De pronto me da vergüenza y me escondo entre los árboles manteniendo la vista en la calle a la busca de señales de movimiento.

—Tenemos derecho a estar aquí, ¿sabes?

La voz susurrante viene directamente de detrás de mí. Me doy la vuelta con rapidez, tan sorprendida que por un instante me quedo sin palabras. Una chica acaba de aparecer éntre los árboles. Me mira fijamente con sus grandes ojos castaños abiertos de par en par.

—¿Willow? —consigo decir.

Parpadea. Si me reconoce, no lo demuestra. Pero claramente es ella, Willow Marks, mi antigua compañera de clase, a la que sacaron del colegio antes de que nos graduáramos, cuando circularon rumores de que la habían encontrado con un chico, un incurado, en el parque de Deering Oaks después del toque de queda.

—Tenemos derecho —repite con el mismo susurro urgente. Se retuerce las manos largas y finas—. Un camino y un sendero para cada persona… Esa es la promesa de la cura.

—Willow —retrocedo un paso y casi tropiezo—. Willow, soy yo. Hana Tate. Estuvimos juntas en mates el año pasado. En la clase del señor Fillmore. ¿Te acuerdas?

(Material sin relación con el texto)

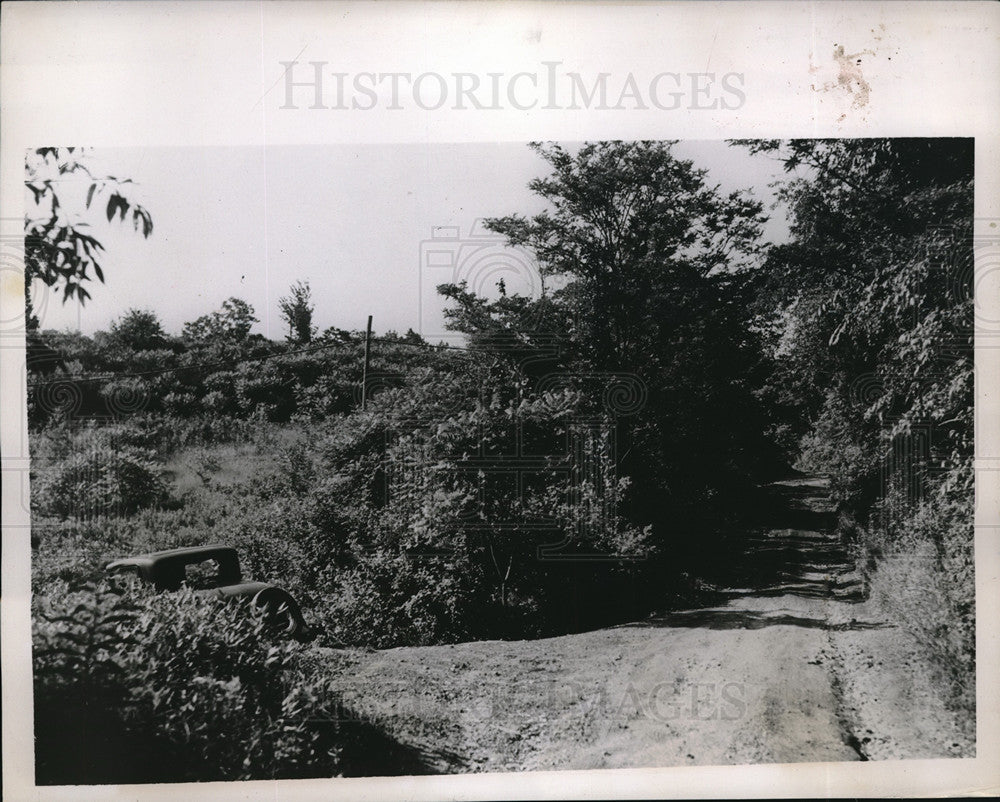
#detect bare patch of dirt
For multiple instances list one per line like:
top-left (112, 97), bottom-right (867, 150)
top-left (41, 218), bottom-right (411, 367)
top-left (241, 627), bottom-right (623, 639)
top-left (310, 477), bottom-right (974, 772)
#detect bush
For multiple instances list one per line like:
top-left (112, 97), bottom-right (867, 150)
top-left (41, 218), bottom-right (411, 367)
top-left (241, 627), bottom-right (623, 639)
top-left (34, 584), bottom-right (359, 784)
top-left (861, 468), bottom-right (976, 725)
top-left (32, 441), bottom-right (166, 519)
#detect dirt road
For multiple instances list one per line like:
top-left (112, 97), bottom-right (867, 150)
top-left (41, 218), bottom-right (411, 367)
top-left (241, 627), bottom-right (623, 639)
top-left (325, 477), bottom-right (974, 772)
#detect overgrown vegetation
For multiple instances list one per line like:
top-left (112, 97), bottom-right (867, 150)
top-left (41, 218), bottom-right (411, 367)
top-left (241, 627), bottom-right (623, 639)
top-left (29, 140), bottom-right (975, 782)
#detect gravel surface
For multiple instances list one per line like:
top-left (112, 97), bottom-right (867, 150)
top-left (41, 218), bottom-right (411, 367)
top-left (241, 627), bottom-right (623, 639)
top-left (310, 478), bottom-right (974, 772)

Mueve los párpados. Lleva el pelo largo y lo tiene muy enredado. Me acuerdo de que se ponía mechas de distintos colores. Mis padres siempre decían que se metería en problemas. Me decían que me mantuviera alejada de ella.

—Fillmore, Fillmore —repite. Cuando vuelve la cabeza, veo que tiene la marca de tres puntas de la intervención y me acuerdo de que la expulsaron abruptamente de la escuela apenas unos meses antes de la graduación: todos dijeron que sus padres la habían obligado a hacerse la operación antes de tiempo. Frunce el ceño y mueve la cabeza—. No sé, no me acuerdo. —Se lleva las manos a los labios y veo que tiene las uñas mordidas.

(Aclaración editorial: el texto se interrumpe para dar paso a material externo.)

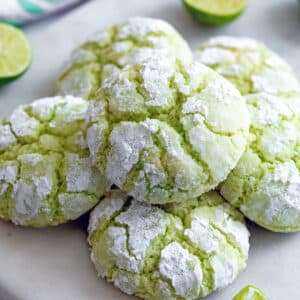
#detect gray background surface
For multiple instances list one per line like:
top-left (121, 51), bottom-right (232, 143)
top-left (0, 0), bottom-right (300, 300)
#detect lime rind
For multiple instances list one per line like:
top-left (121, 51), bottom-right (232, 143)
top-left (183, 0), bottom-right (247, 26)
top-left (0, 23), bottom-right (32, 86)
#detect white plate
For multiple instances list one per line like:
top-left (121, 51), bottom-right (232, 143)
top-left (0, 0), bottom-right (300, 300)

Se me revuelve el estómago. Tengo que salir de aquí. Nunca debería haber venido.

—Me alegro de verte, Willow —digo. Intento moverme muy despacio dando un rodeo, aunque me muero de ganas de echar a correr.

De pronto, ella extiende el brazo y me agarra por el cuello tirando de mí, como si quisiera darme un beso. Yo grito y me debato contra ella, pero tiene una fuerza sorprendente.

Con una mano me toca la cara y la barbilla, como si estuviera ciega. La sensación de sus uñas sobre mi piel me hace pensar en pequeños roedores de dientes afilados.

—Por favor —me doy cuenta de que estoy casi llorando. Mi garganta se agita en espasmos, el miedo me dificulta la respiración—. Por favor, suéltame.

Sus dedos palpan mi cicatriz de la operación. De repente, parece deshincharse. Durante un instante, sus ojos vuelven a enfocar y entonces me mira. Veo a la antigua Willow: lista y desafiante y ahora, en este momento, derrotada.

—Hana Tate —dice con tristeza—. A ti también te han pillado.

Entonces me suelta, y yo echo a correr.